14,7 chili di droga sequestrati, 31 arresti, 45 denunce all'autorità giudiziaria e 855 fra violazioni amministrative e illeciti accertati: questi i principali risultati del progetto Scuole Sicure 2018/2019, concluso lo scorso 30 giugno con la chiusura dell'anno scolastico, come comunica il Viminale.
Sono 598 gli istituti scolastici, situati in 15 capoluoghi di provincia (Bari, Bologna, Catania, Firenze, Genova, Messina, Milano, Na1poli, Palermo, Padova, Roma, Torino, Trieste, Venezia e Verona) di 11 regioni, nei quali è stata potenziata l'attività di vigilanza e controllo contro gli spacciatori di sostanze stupefacenti grazie ai 2,5 milioni di euro stanziati dal Viminale. Il progetto ha coinvolto più di 26 mila unità di personale, fra Polizia Locale e Forze di Polizia, con oltre 13 mila servizi effettuati singolarmente o con operazioni congiunte. Per il prossimo anno scolastico 2019/2020 lo stanziamento è salito a oltre 4 milioni di euro, finanziati con il Fondo per la sicurezza urbana. Questa cifra ha consentito di allargare il progetto Scuole Sicure a ben 100 Comuni su tutto il territorio nazionale.
Ogni ente locale ha ricevuto un contributo dai 33 mila ai 67 mila euro, calcolato in base alla popolazione residente, destinato a realizzare sistemi di videosorveglianza, pagare lo straordinario e assumere agenti a tempo determinato per la Polizia locale, comprare mezzi e attrezzature e promuovere campagne informative. Attualmente Prefetture e Comuni stanno stipulando i protocolli d'intesa che consentiranno il trasferimento dei fondi e l'avvio delle attività entro l'inizio dell'anno scolastico.
"Nessuna tolleranza per la droga e gli spacciatori. Città per città, strada per strada, vogliamo spazzarli via uno ad uno. Orgogliosi di aver finanziato controlli ad hoc davanti alle scuole: faremo sempre di più e meglio", ha commentato il ministro dell'Interno Matteo Salvini.

Dichiarazione di Antonella Soldo e Barbara Bonvicini, tesoriera e presidente di Radicali italiani
"Vogliamo davvero parlare di guerra alle droghe? Partiamo da un dato che il Ministero dell'Interno tace ma che è fondamentale per capire che tipo di messinscena questo governo porta avanti. Il dato è quello che il numero di detenuti condannati per associazione a delinquere finalizzata allo spaccio, il reato più grave legato alle droghe, è diminuito: sono poco più di 900 i detenuti solo per questo reato su oltre 22mila detenuti per violazioni legate alle droghe"

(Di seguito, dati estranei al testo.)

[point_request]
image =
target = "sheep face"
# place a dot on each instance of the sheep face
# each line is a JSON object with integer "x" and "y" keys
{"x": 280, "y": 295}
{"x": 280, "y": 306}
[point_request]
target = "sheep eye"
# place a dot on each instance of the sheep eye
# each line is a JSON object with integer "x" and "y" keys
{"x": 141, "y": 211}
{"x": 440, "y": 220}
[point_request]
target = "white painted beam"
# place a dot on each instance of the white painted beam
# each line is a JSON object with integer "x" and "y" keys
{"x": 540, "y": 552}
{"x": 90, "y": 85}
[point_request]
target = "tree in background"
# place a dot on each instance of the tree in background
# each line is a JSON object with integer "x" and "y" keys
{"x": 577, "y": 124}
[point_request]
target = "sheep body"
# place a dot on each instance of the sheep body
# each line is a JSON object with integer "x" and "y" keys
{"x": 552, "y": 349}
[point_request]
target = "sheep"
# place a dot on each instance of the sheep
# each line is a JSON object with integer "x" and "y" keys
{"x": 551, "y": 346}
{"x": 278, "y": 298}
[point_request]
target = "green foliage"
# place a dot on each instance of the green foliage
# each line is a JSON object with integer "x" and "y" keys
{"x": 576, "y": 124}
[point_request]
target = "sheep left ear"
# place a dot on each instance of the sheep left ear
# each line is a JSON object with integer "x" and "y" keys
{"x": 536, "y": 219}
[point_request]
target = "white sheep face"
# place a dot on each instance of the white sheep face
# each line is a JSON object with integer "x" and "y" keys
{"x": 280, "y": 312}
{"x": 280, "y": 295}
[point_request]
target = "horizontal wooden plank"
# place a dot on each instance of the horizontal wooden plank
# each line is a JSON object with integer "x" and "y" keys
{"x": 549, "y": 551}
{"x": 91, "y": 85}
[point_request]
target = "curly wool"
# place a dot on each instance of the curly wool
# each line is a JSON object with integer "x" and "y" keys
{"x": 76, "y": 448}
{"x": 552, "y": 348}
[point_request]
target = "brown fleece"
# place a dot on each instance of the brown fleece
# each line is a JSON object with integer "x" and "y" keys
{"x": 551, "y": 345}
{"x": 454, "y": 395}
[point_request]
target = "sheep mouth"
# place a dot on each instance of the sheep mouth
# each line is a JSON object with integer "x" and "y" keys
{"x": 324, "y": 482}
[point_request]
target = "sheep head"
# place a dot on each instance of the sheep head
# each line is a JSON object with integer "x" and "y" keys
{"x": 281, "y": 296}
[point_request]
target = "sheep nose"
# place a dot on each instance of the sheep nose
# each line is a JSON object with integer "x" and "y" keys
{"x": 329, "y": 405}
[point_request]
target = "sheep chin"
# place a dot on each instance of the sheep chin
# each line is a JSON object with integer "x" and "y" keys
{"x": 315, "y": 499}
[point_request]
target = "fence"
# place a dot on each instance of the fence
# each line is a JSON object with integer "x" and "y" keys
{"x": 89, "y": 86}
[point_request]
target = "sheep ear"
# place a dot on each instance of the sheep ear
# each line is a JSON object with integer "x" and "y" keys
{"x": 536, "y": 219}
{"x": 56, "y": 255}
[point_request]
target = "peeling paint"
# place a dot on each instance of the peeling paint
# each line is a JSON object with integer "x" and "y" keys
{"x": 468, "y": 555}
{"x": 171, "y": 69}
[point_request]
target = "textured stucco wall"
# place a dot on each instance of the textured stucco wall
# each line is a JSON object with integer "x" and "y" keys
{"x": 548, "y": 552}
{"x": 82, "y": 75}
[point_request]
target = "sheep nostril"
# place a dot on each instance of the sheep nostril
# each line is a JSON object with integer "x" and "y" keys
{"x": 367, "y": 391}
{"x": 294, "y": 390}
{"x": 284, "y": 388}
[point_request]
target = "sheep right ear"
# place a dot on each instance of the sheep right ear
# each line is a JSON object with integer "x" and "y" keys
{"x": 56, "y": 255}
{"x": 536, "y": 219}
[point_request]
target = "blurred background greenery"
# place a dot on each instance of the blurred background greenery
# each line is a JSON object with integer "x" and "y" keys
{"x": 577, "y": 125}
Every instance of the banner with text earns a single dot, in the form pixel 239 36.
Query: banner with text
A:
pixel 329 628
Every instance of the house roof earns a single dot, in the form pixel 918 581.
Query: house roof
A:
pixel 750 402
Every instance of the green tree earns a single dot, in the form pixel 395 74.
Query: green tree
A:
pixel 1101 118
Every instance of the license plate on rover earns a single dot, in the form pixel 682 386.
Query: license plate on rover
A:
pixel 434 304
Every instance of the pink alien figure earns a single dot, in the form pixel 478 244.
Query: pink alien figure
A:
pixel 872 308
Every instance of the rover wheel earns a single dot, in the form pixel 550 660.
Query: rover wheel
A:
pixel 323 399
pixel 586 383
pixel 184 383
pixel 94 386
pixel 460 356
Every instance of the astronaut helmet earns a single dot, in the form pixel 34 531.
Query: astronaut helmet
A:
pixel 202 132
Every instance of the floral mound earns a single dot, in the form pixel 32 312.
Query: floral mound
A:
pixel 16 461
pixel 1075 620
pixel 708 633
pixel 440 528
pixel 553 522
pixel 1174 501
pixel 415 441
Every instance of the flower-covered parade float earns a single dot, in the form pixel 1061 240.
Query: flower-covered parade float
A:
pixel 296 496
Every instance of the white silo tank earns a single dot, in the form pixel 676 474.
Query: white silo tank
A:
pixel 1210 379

Mentre le carceri scoppiano di pesci piccoli e tossicodipendenti, mentre le forze dell'ordine vengono mandate a chiudere negozi e perquisire qualche spinello qua e là nelle scuole, questo governo non fa proprio nulla contro i grandi narcotrafficanti.
Oggi sbandierano come successo l'operazione Scuole sicure che ha portato al sequestro dello 0,010 del totale delle sostanze sequestrate ogni anno in Italia (14 kg su 123.000 kg). Un'operazione fallimentare, che parte da un presupposto distorto e minaccioso: che le scuole siano bacini di delinquenza dove andare a pescare ogni tanto e gli studenti dei pericolosi criminali.
A quale costo avviene tutto ciò ? 2,5 milioni di euro spesi, ben 26mila agenti impegnati e circa 600 istituti perquisiti. E se queste risorse fossero state dirette al contrasto delle mafie o alla ricerca scientifica sulla cannabis medica invece che contro i ragazzini?
Salvini vuole fare il Duterte dei poveri ma quanto possiamo cedere ancora alla follia di una propaganda vuota e pericoloso?